After five years together, Justin Dedich hadn’t given much consideration to the fact that one day two staples of USC’s offensive line would be gone. After all the games playing alongside Brett Neilon and Andrew Vorhees, all the practices and meetings and random outings spent together, it always felt as if he’d have one more.

But Neilon, the Trojans longtime center, was carted off the field with an injury in the Pac-12 title game, and Vorhees, having battled nagging injuries all season, bowed out of the bowl to prepare for the NFL draft. Suddenly, there was no last hurrah and Dedich was playing center ahead of the Cotton Bowl, and Jonah Monheim had kicked inside to guard. An era had ended without warning.

“This is it,” Dedich said with a sigh. “It’s a harsh reality you gotta face. I’m glad we have a new group, and we’re playing well together, but those are my brothers. It makes me sad. It does.”

How harsh that reality winds up for USC depends in large part on Dedich, who’s likely to return for a sixth season as the anchor and leader of the Trojans’ offensive line. He and Monheim would be the only returning full-time starters on the line next year, making major change inevitable.

Those changes have been underway for weeks now. “It’s a brand new shuffle,” Dedich said.

With Dedich moving to center and Monheim to right guard, it’s still unclear how the other pieces will fit for USC. Gino Quinones started a game at guard earlier this season and was expected to slot in at left guard against Tulane, and redshirt freshman Mason Murphy will play one of the tackle spots.

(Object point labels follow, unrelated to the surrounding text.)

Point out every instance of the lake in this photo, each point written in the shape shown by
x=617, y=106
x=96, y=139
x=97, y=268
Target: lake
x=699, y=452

Redshirt senior Bobby Haskins has been the Trojans’ starting left tackle for most of the season, after beating out Courtland Ford for the job. But on Friday, offensive line coach Josh Henson hinted that “you’ll see a lot of [Ford] in the Cotton Bowl.”

More changes could be on the horizon. Transfer offensive tackle Michael Tarquin, who started eight games for Florida this season, committed to USC on Friday afternoon, giving the Trojans a much-needed bookend to Murphy at tackle. Five more freshmen offensive linemen will arrive from the incoming recruiting class, including talented four-star tackle Elijah Paige.

“There will be new faces coming in in the spring, and we’ll see how they fit in,” Henson said. “But it’s a head start for those out on the field practicing right now.”

USC should have no shortage of options to reorganize up front by spring. But it won’t be easy to replace what Vorhees and Neilon have meant to a unit that went through its share of ups and downs.

There was no replacing Neilon’s calm amid the chaos, Dedich and Monheim said. Nor could anyone keep them in check quite like Vorhees, whose many superstitions had become a part of the USC line’s identity.

Once, Dedich made the mistake of grabbing the wrong pregame energy drink for Vorhees.

“I usually grab him, like, Rainbow Unicorn, but I grabbed him, like, Strawberry Blast, and he lost it on me,” Dedich said with a laugh. “He was like, ‘Dude, if we lose this game, it’s because of this.’ ”

Dedich was feeling particularly wistful for those quirks Friday. But as he looked across the locker room at Monheim, he filled with a sense of hope for the future.

“That kid over there, Jonah is really stepping up,” he said.

Reminded he’s now technically the elder statesman of USC’s offensive line, Dedich shrugged. He still can’t quite see it that way. Not yet, at least.

“I guess I might be taking on that role, but I don’t know,” he said. “You just want the success of the room to be that great. Sometimes you’re the leader and you don’t really know it. You’re just playing ball.”